Oskar Norin und Anton Persson, Antoine Boisserau
Mit
Metalleimern auf Kopf und Füßen sowie einem vor den Bauch gespannten
Holzbrett ersetzt Olivia Swoboda-Weinstein das Schlagzeug für ihren
Partner Stefan Swoboda. Doch sie revanchiert sich, indem sie ihm eine
Hupe in den Mund steckt. Auf die nächste Gruppenszene folgt der
artistische Höhepunkt der Show. Oskar Norin, Anton Persson, Amit
Kralizki und Lucas Romero stammen aus Schweden, Israel und Argentinien.
Gemeinsam haben sie sich eine Darbietung an einem Schleuderbrett
aufgebaut, die durch Rasanz, Trickstärke und Originalität besticht. Es
geht wirklich Schlag auf Schlag, wenn sich das Quartett gegenseitig zu
waghalsigen Sprüngen in die Luft katapultiert. Wenn die vier Jungs
einmal innehalten, dann nur, um mit witzigen Einfällen für zeitweise
Entspannung zu sorgen. Noch einmal haben die Clowns eine erfrischende
Szene, bei der ein Kaktus eine wichtige Rolle spielt. Die Schlussnummer
bildet folgerichtig die Akrobatik an Tüchern von Antoine Boisserau.

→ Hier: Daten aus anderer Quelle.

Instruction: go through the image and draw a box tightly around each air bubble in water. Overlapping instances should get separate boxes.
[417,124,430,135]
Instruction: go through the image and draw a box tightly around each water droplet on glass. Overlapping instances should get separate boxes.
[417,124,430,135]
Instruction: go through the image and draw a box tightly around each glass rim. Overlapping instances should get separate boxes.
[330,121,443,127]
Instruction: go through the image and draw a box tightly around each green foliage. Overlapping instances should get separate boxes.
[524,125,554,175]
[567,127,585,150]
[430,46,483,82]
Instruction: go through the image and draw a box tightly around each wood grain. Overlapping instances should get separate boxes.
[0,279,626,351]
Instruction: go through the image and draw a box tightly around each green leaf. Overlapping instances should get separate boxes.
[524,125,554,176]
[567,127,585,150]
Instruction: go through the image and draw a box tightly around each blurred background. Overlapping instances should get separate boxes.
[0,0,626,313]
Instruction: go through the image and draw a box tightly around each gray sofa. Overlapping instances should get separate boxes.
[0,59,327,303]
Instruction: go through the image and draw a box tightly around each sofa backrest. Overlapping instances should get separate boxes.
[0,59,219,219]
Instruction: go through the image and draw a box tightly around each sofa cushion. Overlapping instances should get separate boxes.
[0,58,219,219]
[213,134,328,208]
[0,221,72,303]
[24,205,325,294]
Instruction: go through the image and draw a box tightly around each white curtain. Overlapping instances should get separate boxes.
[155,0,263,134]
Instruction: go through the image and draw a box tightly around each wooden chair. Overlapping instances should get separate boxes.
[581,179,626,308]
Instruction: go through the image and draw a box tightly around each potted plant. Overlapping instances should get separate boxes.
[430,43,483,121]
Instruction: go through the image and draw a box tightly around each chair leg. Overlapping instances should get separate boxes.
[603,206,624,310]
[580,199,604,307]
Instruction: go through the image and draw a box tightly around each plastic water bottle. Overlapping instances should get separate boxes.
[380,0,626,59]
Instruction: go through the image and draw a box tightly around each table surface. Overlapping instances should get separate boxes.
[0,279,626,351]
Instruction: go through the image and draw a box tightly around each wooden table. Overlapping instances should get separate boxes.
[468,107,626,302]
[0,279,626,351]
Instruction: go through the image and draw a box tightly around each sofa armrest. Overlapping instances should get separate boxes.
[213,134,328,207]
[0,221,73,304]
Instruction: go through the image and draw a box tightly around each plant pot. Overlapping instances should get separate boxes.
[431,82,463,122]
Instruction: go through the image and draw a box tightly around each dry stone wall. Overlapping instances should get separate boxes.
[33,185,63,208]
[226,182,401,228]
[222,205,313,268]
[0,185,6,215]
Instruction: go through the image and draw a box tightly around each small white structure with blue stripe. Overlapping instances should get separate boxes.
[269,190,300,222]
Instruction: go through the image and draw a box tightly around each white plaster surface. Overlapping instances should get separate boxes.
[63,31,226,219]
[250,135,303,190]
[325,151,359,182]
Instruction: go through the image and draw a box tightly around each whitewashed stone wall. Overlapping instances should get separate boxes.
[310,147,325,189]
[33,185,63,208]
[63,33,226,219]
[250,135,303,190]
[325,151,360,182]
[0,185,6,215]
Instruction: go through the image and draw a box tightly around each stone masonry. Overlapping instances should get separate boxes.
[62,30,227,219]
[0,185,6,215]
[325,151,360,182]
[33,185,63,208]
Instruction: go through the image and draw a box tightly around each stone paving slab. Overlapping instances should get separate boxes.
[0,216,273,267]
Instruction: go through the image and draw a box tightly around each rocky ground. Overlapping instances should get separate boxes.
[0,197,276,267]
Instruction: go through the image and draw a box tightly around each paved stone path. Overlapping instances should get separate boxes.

Denn er spielt den Lehrer Ernesto, der jetzt – zwei Jahre später, wie
die Tafel verkündet - zum ausgereiften Artisten geworden ist. Boisserau
überzeugt mit neuartigen Bewegungsabläufen und auch jetzt mit
darstellerischem Können. Und dann folgt die große, bunte Szene, in der
Ernesto und Helmina von ihrem eigenen Circus träumen. Für mich ist es
weniger ein Traum, als vielmehr eine Feier des realen, quicklebendigen
Circus! Das wird sicher jeder für sich selbst interpretieren.